The property industry has hit out at what appears to be government confusion over a raft of new rules coming into effect in only three weeks from now.
Firstly the National Landlords Association says it is “plain farcical” that changes have been announced this week concerning restrictions to Section 21 'no fault possession' notices in two official documents posted online by the government (here and here).
They appear to be challenging for many to understand without additional guidance - which is not forthcoming - and Richard Lambert, chief executive officer of the NLA, is up in arms.
“These regulations are poorly worded, badly timed and are being tabled with just days to spare before they are due to come into force on October 1. As we understand it, there will be no guidance from the Government explaining how to comply before then. How can a landlord about to let a property on a tenancy from the start of October be expected to comply with these new requirements if they’ve not been told what they are and what is expected?”
Lambert adds: “It’s shoddy, to say the least. Coming hot on the heels of the Smoke and Carbon Monoxide Alarm debacle in the Lords yesterday, which due to official incompetence looks highly unlikely to come into force this year, this is something akin to a Laurel and Hardy sketch.”
And the smoke and carbon monoxide alarms are also subject to confusion over the fate of legislation which was supposed to have made their installation compulsory in private rented homes.

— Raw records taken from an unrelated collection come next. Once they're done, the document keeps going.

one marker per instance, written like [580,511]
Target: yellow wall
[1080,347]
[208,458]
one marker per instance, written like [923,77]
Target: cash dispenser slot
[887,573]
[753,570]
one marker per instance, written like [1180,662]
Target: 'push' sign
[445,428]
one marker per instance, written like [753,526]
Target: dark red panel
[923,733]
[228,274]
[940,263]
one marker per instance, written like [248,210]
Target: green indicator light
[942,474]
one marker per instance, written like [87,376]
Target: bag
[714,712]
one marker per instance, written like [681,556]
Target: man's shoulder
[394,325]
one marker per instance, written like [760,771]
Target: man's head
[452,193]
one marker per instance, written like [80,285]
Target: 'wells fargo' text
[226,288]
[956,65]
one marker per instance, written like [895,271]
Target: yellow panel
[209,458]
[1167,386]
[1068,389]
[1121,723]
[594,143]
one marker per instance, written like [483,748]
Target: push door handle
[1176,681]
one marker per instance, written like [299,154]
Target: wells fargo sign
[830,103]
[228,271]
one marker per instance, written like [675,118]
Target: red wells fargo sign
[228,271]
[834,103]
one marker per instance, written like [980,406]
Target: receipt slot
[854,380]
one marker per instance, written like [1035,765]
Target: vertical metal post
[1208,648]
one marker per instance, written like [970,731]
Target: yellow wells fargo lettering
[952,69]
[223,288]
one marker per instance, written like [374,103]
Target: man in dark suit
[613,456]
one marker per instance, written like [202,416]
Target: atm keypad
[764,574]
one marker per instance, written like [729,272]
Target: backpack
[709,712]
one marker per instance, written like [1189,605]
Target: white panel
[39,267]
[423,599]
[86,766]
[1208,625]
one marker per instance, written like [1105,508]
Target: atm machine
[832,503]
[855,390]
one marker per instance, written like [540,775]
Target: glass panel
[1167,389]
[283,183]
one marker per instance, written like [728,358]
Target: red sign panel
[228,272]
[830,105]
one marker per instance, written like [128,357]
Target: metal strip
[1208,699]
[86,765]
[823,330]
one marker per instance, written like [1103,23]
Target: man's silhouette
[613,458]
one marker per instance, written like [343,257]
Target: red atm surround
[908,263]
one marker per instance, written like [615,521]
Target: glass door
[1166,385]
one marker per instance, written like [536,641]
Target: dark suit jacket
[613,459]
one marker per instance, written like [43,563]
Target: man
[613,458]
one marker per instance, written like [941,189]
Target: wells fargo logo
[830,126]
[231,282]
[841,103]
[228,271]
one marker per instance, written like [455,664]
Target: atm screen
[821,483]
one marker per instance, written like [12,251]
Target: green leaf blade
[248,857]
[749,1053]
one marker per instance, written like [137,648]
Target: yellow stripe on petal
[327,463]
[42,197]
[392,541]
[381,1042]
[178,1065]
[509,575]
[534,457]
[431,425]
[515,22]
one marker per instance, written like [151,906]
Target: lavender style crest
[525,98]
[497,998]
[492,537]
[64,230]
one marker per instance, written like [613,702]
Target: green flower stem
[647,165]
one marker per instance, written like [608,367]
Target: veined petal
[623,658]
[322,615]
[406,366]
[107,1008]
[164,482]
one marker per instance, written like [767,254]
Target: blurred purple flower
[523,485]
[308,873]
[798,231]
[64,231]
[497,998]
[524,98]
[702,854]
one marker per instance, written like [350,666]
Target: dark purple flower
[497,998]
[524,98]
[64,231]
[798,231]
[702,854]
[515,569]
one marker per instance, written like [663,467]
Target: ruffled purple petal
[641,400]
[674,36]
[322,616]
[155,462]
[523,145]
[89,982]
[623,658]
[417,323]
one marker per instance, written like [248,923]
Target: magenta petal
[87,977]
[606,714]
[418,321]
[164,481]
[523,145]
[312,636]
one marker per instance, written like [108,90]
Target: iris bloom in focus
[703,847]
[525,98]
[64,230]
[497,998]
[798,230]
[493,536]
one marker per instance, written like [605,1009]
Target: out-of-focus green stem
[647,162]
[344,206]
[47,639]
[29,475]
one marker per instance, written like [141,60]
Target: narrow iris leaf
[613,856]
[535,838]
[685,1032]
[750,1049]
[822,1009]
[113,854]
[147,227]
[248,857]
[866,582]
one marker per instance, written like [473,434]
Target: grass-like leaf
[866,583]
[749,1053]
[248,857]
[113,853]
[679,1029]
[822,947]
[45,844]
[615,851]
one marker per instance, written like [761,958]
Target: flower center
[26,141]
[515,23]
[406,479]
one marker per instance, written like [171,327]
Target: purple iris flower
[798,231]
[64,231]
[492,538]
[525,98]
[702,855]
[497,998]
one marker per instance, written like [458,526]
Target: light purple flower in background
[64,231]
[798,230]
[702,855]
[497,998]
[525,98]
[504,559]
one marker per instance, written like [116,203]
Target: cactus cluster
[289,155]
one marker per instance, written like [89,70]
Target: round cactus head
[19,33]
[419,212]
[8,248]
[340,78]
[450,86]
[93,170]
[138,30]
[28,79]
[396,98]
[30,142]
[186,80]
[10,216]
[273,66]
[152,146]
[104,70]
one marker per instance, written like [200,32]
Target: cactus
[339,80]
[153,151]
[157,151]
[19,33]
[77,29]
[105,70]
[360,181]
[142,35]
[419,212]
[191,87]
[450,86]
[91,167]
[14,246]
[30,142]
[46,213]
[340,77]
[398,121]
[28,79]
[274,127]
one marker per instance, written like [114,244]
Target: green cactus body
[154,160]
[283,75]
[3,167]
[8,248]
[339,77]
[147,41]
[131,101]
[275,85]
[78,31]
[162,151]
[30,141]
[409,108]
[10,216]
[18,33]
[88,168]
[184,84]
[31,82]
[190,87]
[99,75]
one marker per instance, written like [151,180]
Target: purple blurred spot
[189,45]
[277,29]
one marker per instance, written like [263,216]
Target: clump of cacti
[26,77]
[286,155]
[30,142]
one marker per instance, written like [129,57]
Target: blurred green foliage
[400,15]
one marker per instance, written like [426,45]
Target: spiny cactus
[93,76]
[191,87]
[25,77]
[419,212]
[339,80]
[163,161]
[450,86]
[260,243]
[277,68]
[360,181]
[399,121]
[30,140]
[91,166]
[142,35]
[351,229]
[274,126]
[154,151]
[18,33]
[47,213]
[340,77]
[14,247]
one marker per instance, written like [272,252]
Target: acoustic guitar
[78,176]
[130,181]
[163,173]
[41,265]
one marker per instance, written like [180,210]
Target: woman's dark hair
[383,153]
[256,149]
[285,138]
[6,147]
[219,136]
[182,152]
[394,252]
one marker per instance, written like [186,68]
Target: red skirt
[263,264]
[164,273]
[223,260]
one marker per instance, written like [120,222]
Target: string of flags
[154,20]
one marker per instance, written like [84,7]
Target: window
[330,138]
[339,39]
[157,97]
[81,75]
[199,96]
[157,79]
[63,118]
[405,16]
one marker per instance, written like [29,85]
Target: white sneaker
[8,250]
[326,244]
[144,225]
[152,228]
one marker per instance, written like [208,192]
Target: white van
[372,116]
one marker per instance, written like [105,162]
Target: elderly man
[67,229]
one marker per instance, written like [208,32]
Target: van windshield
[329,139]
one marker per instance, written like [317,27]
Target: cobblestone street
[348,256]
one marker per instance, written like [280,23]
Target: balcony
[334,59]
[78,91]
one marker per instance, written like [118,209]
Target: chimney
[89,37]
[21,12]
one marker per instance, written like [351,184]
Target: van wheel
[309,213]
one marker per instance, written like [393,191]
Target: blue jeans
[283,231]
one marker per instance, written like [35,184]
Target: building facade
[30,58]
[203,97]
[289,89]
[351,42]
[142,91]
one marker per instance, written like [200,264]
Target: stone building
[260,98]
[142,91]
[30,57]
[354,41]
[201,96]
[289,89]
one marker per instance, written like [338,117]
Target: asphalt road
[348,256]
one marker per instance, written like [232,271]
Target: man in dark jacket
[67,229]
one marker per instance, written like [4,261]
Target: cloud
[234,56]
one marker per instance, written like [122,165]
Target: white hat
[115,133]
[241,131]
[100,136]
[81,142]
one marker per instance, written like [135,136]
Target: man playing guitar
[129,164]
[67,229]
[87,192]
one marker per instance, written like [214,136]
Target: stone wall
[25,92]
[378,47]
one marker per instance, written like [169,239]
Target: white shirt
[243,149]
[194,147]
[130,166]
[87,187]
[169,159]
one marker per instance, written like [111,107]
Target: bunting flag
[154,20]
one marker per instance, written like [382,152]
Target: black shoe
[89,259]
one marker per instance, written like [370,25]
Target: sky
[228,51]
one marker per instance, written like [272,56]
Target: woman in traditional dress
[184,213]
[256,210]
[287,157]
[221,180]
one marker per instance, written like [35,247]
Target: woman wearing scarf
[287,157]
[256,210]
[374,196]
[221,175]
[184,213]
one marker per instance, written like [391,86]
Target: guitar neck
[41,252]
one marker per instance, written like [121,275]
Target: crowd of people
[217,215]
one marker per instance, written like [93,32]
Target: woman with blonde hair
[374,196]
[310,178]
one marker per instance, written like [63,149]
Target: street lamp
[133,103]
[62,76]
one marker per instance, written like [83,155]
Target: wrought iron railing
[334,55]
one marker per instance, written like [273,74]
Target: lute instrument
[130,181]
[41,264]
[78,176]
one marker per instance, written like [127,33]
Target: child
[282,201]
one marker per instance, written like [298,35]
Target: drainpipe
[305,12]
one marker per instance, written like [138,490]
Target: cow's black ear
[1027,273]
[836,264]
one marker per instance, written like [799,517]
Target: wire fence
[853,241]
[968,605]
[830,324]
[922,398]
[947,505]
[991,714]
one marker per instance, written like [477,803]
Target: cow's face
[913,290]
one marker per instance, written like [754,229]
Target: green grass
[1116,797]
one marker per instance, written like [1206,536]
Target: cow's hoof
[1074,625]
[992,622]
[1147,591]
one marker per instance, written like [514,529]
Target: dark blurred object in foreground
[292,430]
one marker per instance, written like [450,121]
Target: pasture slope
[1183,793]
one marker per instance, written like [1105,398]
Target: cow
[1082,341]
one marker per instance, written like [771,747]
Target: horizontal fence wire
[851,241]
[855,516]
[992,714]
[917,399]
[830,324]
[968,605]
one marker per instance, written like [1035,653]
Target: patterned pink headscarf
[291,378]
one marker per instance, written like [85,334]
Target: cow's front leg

Draft regulations were laid earlier in the year to require private sector landlords to install at least one smoke alarm on every storey of their rental property from October 1 this year, providing local authorities with the power to fine landlords who fail to comply £5,000.
But the House of Lords earlier this week rejected the draft legislation at is final stage on the basis that the proposed introduction is less than three weeks away and that the government has not done enough to inform the private rental sector of the changes. The Lords has also complained that the legislation is poorly worded.
Now the British Property Federation, which has supported the draft legislation, has warned that by the time the legislation is approved, landlords - and agents who act for them - will be left with mere days to comply with the legislation, risking the £5,000 fine.
The BPF has issued further concerns that information about the impending change in legislation has been poorly disseminated, and that many landlords may even be unaware of the changes and the potential fines.
“We’ve been fully supportive of the campaign to make smoke alarms compulsory in private rented properties, and are therefore extremely disappointed to see this unnecessary delay in proceedings” says Ian Fletcher, director of policy at the BPF.
“The original timeframe for the legislation was tight, but allowing time for a further debate in the Lords is going to make this even worse. Coupled with the fact that there has been no publicity on the changes, we are worried that many landlords are going to be caught out by the fine as a result of government’s disorganisation and lack of clarity” he says.
"It is particularly frustrating that one of the reasons that this revocation has happened is because the introduction is worded poorly, as there has been no consultation on this.”